One of the ways in which this is great is that it absolutely doesn’t sugarcoat the fact that in 1913 people were, by modern standards, arses. The Shakespeare one says “hey, people in the 1590s were just like us, yeah?”; this one says “everyone in 1913 was some combination of racist, sexist, classist and patronising, even the good guys”. Dr Smith lets the kids beat each other; the headmaster’s a racist, and wants his kids to learn how to use machine guns. When the aliens capture Jenny, her delivery of “What have I done?” is heartbreaking, both in itself and because her natural assumption is that this is her fault.
All of which makes Martha’s complete refusal to adjust to any of it all the better. The way she works out Jenny’s possessed; the way she says hello to the TARDIS; the way she doesn’t care about looking nuts... Freema is a weaker actress than Billie, but Martha’s a much better character than Rose, I think. (Martha spends very little of her run just travelling normally with the Doctor does she? It’s all “one quick journey” or “major crisis”.)
Another brilliant thing about this one is that the show is really starting to push the bounds with how it structures stories. This episode is more gentle in setting everything up than any previous part one – it takes time to give us the characters and a nascent love story; the action doesn’t even start until the last act, really.
It also makes liberal use of time jumps, with Latimer’s flashforward to the war, and that incredible intro which sets up the entire plot in about 90 seconds, but then saves the explanation for later so you’re not overwhelmed. (This is the first of two stories running in which the Tennant Doctor will spend most of his screentime explaining the plot into a camera.)
And of course it’s creepy as hell.

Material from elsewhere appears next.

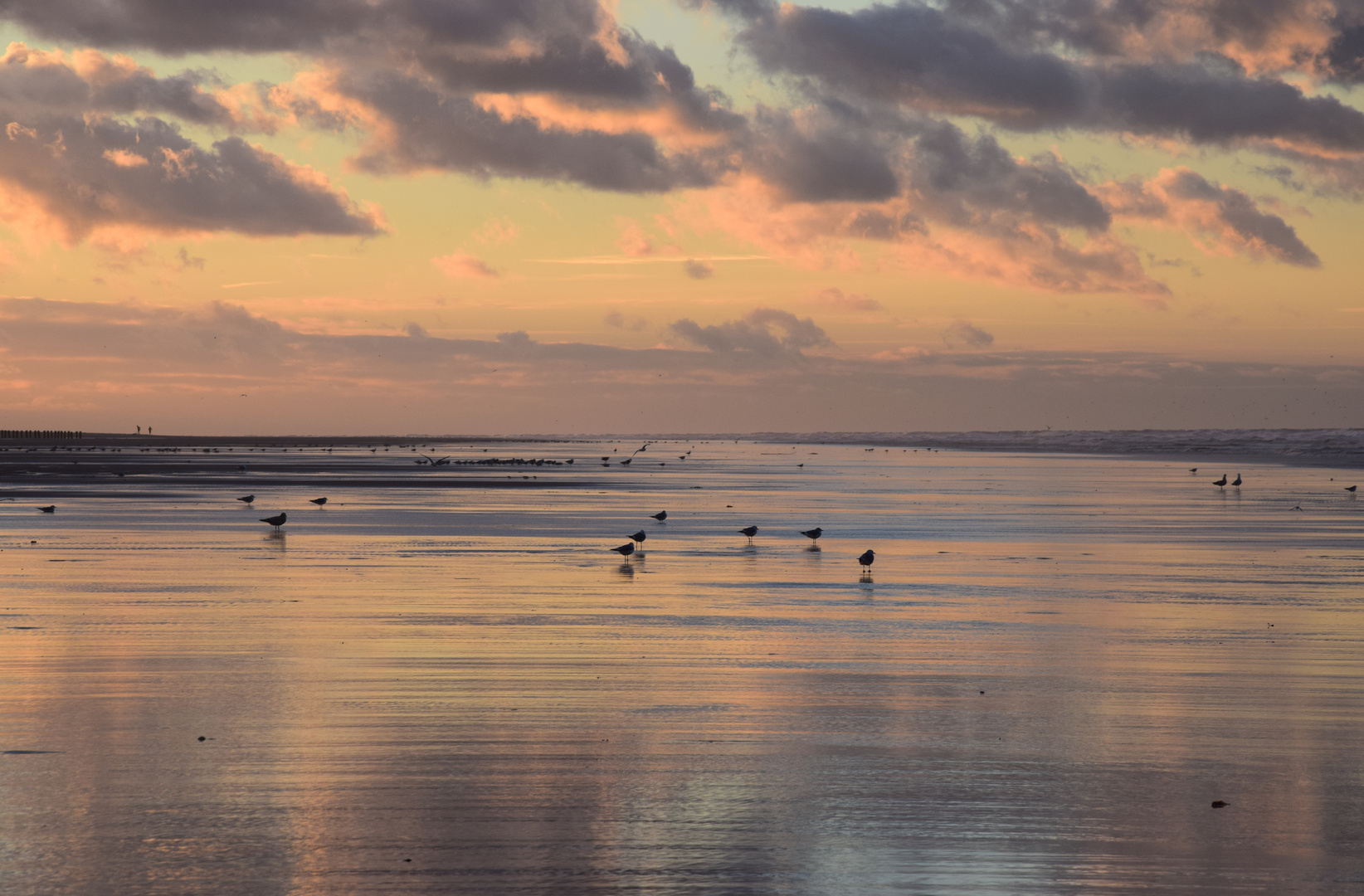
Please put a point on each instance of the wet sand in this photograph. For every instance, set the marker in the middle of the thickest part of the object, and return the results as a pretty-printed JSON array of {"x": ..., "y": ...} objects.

The silent girl with the balloon. The terrifying scarecrows. Plus the war is ever present, not just in the drills and the flash forward, but in the Crimea veteran literally begging and the references to Mafeking or Joan’s husband, lost in the Boer War.
So, in conclusion, this is one of the best stories yet, certainly the most sophisticated. My faction of fandom was right: the New Adventures are the best ones.
Other things:
You can tell Joan fancies Smith because she lets him bore on about his dreams.
The guest performances are all great (Hynes, Stanton, Torrens) but Harry Lloyd is just brilliant at playing both a drip and a bully and making them clearly the same character.
Reassuring to learn that Tennant, who seems to look good in anything, can't wear a greatcoat to save his life, he just ends up looking a weird shape, like Jacob Rees-Mogg. The sequence in which he saves a baby from a falling piano is hilarious, mind.
The use of flash forwards in the "next time" sequence to suggest the Doctor might settle down and have kids is brilliantly cheeky.
“My parents were Sydney and Verity…” I wonder if they had a dog called Rex and also a bunny.
Post 2005 Who at its best, obviously, but an annoying goof in the scene where the boys are all practicing their shooting and a white van can be seen passing in the distance (forget if it’s in this, or Family Of Blood).